There is a proof that every tournament contains a Hamiltonian path and it goes as follows:
Let $P$ be a path of greatest length in a tournament $T$, say $P = (v_1,v_2,…,v_k)$. Let's say that there exist a vertex $w$ not on $P$. Clearly neither $(w,v_1)$ nor $(v_k,w)$ are not arcs of the tournament because then $P$ could be made longer. So $(v_1, w),(w,v_k)$ are arcs of $T$. This implies that there must exist a vertex $v_i$ for $1\leq i \leq k-1$ such that $(v_i,w)$ is an arc of $T$ and $(w,v_{i+1})$ is an arc of $T$ (…)

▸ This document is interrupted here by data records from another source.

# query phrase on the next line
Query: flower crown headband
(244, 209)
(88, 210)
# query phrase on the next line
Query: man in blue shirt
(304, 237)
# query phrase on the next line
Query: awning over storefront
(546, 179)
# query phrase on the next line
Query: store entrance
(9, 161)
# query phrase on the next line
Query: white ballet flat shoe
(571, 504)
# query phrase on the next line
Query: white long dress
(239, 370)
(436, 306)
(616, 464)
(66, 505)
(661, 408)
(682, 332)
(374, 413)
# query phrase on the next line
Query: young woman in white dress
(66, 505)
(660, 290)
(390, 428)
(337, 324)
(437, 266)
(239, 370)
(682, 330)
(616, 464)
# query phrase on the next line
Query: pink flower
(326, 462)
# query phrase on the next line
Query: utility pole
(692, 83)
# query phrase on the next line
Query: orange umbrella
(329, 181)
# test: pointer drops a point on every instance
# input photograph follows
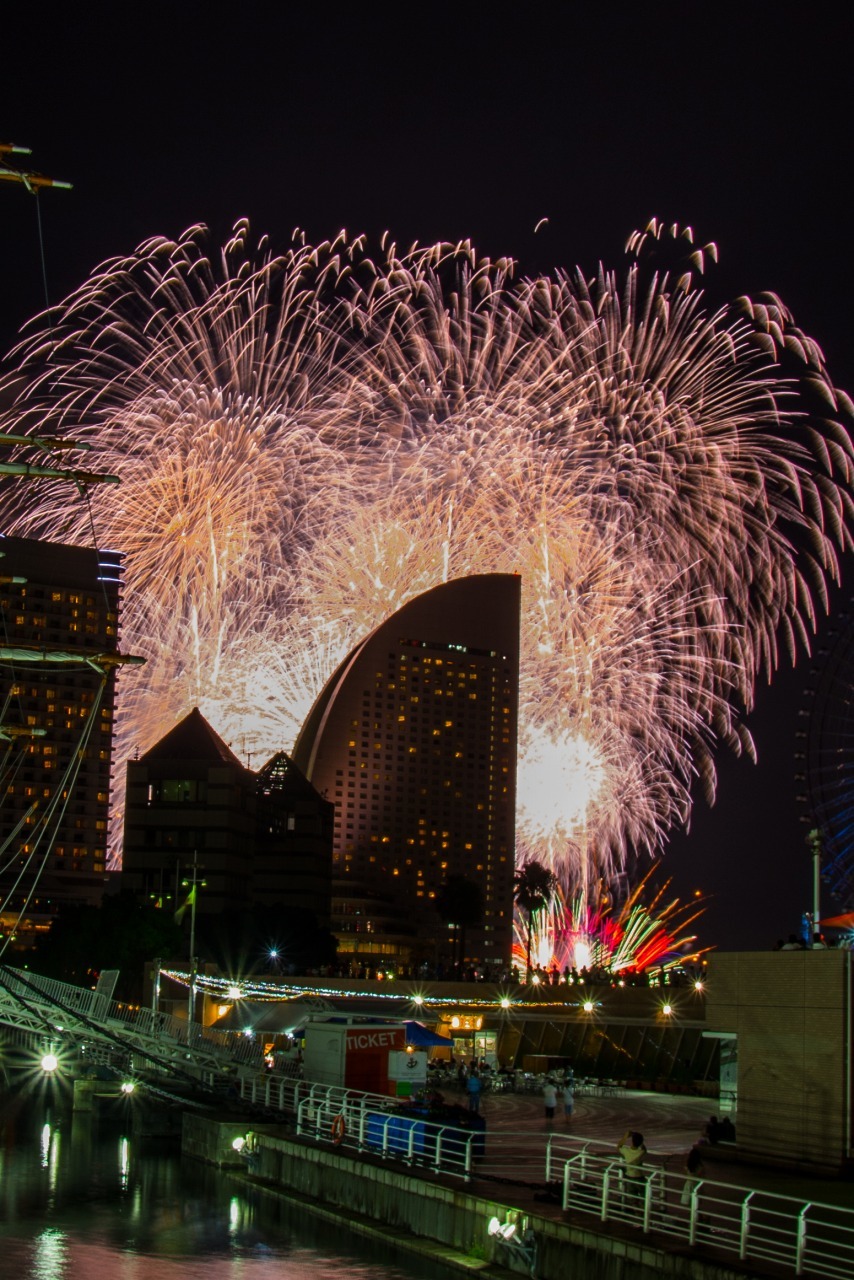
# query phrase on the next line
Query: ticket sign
(368, 1056)
(370, 1040)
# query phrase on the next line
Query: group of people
(560, 1092)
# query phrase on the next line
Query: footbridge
(77, 1023)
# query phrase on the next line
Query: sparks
(307, 440)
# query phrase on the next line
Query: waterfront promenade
(670, 1124)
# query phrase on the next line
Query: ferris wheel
(829, 757)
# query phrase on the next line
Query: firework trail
(636, 936)
(309, 440)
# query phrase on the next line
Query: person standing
(633, 1151)
(694, 1174)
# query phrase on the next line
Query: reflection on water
(82, 1200)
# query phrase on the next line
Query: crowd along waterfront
(82, 1200)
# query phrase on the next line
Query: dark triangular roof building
(254, 837)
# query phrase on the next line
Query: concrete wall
(418, 1210)
(790, 1013)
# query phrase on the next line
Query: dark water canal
(82, 1200)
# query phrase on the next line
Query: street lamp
(193, 883)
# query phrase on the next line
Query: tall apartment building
(56, 723)
(414, 740)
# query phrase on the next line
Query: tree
(123, 933)
(534, 887)
(460, 904)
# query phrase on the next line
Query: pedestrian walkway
(670, 1124)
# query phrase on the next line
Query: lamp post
(195, 883)
(814, 842)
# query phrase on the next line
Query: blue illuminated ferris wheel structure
(827, 754)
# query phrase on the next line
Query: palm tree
(460, 904)
(534, 888)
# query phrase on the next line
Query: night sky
(448, 122)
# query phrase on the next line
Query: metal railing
(33, 1002)
(809, 1238)
(804, 1237)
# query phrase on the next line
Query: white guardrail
(807, 1238)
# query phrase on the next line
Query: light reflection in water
(50, 1256)
(81, 1201)
(45, 1144)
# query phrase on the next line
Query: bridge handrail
(752, 1225)
(129, 1019)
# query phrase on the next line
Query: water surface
(82, 1200)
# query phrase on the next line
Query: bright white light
(558, 780)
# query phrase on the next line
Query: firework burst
(636, 937)
(309, 440)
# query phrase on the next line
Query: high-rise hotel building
(55, 723)
(414, 740)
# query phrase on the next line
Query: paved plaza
(516, 1133)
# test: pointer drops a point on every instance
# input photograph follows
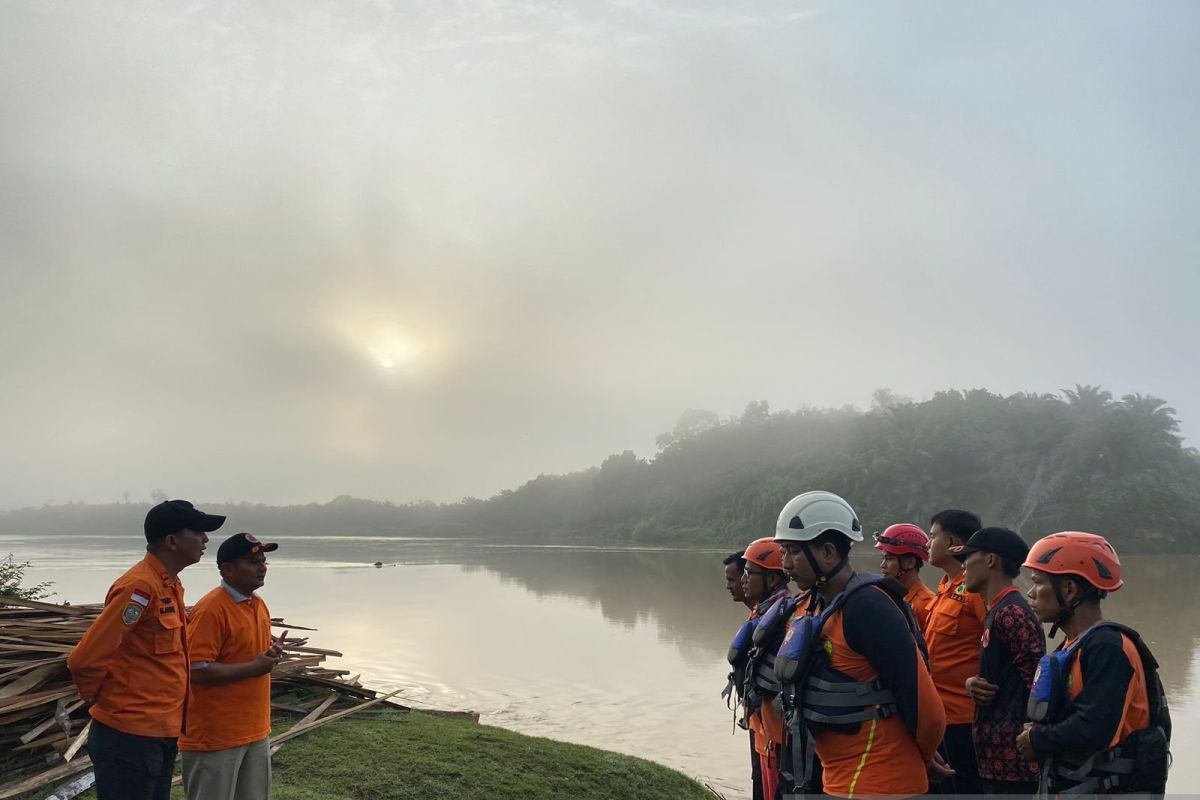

I don't understand this last claim. Why exactly can we make it?
Best Answer
Let $I$ be the set of $i\in\{1,\ldots,k\}$ such that $(v_i,w)$ is an arc of $T$. We know that $I\ne\varnothing$, because $1\in I$. Let $m=\max I$; we know that $m<k$, because $k\notin I$. Therefore $1\le m\le k-1$, $(v_m,w)$ is an arc of $T$, and $(v_{m+1},w)$ is not an arc of $T$. But one of $(v_{m+1},w)$ and $(w,v_{m+1})$ must be an arc of the $T$, so $(w,v_{m+1})$ is an arc of $T$, and $v_m$ and $v_{m+1}$ are the desired vertices.